One that is more recently emerging is the Feminism for Bros workshop, created by a group at San Francisco State University.

It is an on-campus discussion-based workshop inviting all genders to redefine what it means to be a feminist and break down how inequality affects them.


“There are negative stigmas to feminism and we want to start or continue that struggle to dispel them,” said moderator Mazin Jamal to GoldengateXpress. “It‘s not just a national thing, it’s a global thing. It’s an evolutionary thing. It’s humans getting past these misconceptions that are slowing us down from reaching our potential and connecting with each other.”

Mazin Jamal started the idea with his workshop partner Rachel Newsome because they are sick of the term being associated with “male-hating” and other controversial misnomers. Their idea was to include guys, or “bros” in the conversation to make it a more appealing topic where they feel they have valuable input in shaping how feminism redefines their generation.

“Some of the other members of the group did a good job coming up with analogies and definitions that helped me understand a little bit better how these things apply in my own life,” said one of the workshop members Tom Relling, who was invited by his girlfriend. “I think it’s up to people our age to really embrace feminism.”


Mazin and Rachel hope this workshop will be a continuing success so that they can take it further into the community.

“I think SF State has it better than most,” he said, acknowledging that California is a place where emerging ideas definitely have a more welcome response than in other areas around the US and even the world. “But even here there‘s always a need to build on the dialogue.”

At the end of the workshop, after much discussion the group was asked if they would identify as a feminist, and the response was an overwhelming “yes”. This shows something very important. Then when discussions around feminism start from an early age, the more likely they are to have a positive impact on men and women, and the less likely people are going to grow up listening to the misconceptions that are floated around in society.

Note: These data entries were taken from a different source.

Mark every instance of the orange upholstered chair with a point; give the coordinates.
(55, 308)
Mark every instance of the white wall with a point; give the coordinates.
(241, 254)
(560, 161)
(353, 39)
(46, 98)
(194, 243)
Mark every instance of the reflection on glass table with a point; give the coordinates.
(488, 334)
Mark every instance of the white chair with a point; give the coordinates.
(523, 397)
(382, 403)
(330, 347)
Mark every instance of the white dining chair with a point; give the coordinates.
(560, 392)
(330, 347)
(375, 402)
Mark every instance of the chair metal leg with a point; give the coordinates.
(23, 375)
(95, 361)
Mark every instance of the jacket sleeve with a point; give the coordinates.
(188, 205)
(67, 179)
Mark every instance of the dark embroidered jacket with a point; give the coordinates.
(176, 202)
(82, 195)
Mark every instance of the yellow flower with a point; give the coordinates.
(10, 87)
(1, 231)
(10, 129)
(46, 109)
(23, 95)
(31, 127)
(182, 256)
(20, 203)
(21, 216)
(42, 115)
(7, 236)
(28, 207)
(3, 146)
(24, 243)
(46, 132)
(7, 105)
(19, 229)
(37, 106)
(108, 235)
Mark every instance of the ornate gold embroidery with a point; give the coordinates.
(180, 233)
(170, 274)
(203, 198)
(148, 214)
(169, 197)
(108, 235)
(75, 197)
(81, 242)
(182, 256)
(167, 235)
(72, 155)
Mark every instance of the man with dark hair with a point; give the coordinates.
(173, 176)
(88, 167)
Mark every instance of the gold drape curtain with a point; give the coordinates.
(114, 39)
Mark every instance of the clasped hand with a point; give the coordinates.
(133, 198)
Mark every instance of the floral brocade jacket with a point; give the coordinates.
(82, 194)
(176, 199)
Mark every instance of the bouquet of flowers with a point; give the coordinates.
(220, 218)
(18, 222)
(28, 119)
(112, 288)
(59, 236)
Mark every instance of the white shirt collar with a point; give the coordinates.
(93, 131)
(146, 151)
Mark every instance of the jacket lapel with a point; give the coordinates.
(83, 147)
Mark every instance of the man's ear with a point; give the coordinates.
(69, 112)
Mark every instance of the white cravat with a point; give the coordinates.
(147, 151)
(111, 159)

It has to start with a solid foundation, and there is no better place to do that than in University, or even in high school, as shown by this group of high school boys from New York who were willing to put on video their opinions about feminism.

While we love that President Obama and Ryan Gosling speak up about feminism and encourage men, it is important that we are a generation who create representation for each other. We have the ability to be a voice, whether it be through a blog, social media, a Youtube video, a University workshop, or a community event.

Feminism for Bros is just the start of what we hope will be a continual movement. Let’s keep this conversation going!